As part of the unit responsible for creating the sounds of British television, Derbyshire’s unusual instincts took her to places no composer had ever ventured before. In her sound work for a documentary called The World About Us, on the Tuareg people of the Sahara, she “used her voice for the sound of the [camels’] hooves,” writes her onetime colleague Brian Hodgson at The Guardian, “cut up into an obbligato rhythm. And she added a thin, high electronic sound using virtually all the filters and oscillators in the workshop.” As Derbyshire recalls it:
My most beautiful sound at the time was a tatty BBC lampshade. It was the wrong colour, but it had a beautiful ringing sound to it. I hit the lampshade, recorded that, faded it up into the ringing part without the percussive start. I… reconstructed the sound of the workshop’s famous 12 oscillators to give it a whooshing sound. So the camels rode off into the sunset with my voice in their hooves and a green lampshade on their backs.

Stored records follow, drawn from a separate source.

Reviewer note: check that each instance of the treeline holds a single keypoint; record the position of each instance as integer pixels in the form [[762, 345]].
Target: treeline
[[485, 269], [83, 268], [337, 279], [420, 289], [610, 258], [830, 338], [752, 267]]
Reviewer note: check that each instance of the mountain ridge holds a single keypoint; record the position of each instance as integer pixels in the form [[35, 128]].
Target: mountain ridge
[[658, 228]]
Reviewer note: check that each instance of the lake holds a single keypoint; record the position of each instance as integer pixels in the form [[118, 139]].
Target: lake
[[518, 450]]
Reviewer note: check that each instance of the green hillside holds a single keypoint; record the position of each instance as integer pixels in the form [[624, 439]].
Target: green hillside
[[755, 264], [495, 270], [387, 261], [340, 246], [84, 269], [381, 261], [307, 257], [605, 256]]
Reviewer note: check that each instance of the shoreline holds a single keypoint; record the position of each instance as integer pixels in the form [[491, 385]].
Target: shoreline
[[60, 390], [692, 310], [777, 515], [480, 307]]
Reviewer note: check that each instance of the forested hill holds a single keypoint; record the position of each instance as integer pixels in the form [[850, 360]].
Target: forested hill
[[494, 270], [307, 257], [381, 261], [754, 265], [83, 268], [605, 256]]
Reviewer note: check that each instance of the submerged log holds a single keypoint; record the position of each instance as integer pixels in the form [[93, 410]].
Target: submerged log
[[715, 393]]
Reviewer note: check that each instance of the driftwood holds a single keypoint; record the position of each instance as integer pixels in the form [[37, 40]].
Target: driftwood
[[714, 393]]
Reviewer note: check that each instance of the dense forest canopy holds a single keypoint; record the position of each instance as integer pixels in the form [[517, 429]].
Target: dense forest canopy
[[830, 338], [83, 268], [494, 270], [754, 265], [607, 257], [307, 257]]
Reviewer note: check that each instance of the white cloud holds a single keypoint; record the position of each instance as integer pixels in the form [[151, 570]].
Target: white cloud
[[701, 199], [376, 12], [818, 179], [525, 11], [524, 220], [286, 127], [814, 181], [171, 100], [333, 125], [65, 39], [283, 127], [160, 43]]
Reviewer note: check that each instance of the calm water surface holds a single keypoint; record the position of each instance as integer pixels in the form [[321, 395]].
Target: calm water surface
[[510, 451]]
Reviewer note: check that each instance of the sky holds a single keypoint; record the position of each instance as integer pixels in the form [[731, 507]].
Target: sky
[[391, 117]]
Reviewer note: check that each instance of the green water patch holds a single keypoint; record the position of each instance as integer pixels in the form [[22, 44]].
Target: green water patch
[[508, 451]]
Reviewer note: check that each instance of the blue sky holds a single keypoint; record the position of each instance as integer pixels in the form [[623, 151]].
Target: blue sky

What the color of the lampshade had to do with the sound, only Derbyshire could know for sure. But it clearly had a psychological impact on the way she heard it. “I suppose in a way,” she said, “I was experimenting in psycho-acoustics.”
This was an immersive experience for her, and for everyone who heard the results, no matter whether they could identify what it was they were hearing. Derbyshire’s sound design revolutionized the industry, but we cannot overlook her extracurricular work—experimental sound collages and musical pieces made with several close collaborators, including Hodgson, which sound remarkably ahead of their time.
In 1964, Derbyshire collaborated with poet and dramatist Barry Bermange on The Dreams, a work that showed her, Hodgson writes, “at her elegant best.” The two put together a collage, with people describing their dreams in snippets of cut-up monologues, backed by a pulsing, throbbing, buzzing, humming ominous score. (Listen to “Running” further up.) In 1966, she worked with David Bowie’s favorite performer Anthony Newley on “Moogles Bloogles,” above, which Ubuweb calls “an unreleased perv-pop classic in the 1966 novelty vein.” She was not privy to what the song would become. “I’d written this beautiful innocent tune,” she said, “all sensitive love and innocence, and he made it into a dirty old raincoat song. But he was really chuffed!”
In the late sixties, Derbyshire joined Hodgson and bass player David Vorhaus to form White Noise, an experimental electronic pop project whose “Love Without Sound” you can hear at the top of the post (behind scenes from Jean Cocteau’s Orphée.) In 1972, Derbyshire teamed with Hodgson and Don Harper, all “moonlighting from day jobs” at the BBC, for an album called Electrosonic, a “haunting batch of spare electronic tracks.” Just above, hear “Liquid Energy (Bubbling Rhythm)” from that collection.
These tracks represent just a fraction of the Derbyshire music available at Ubuweb’s Delia Derbyshire library, including a compilation of Radiophonic Workshop soundtrack pieces like “Environmental Studies,” above, from 1969, as well as an audio documentary on her work made in 2010. Soon after her early 70s musical experiments, Derbyshire retired from music to work as a radio operator and in an art gallery and bookshop, disgusted with the state of contemporary sound. But in her last few years, she had the pleasure of watching a new generation discover her work. As Hodgson writes in his touching eulogy, “the technology she had left behind was finally catching up to her vision.”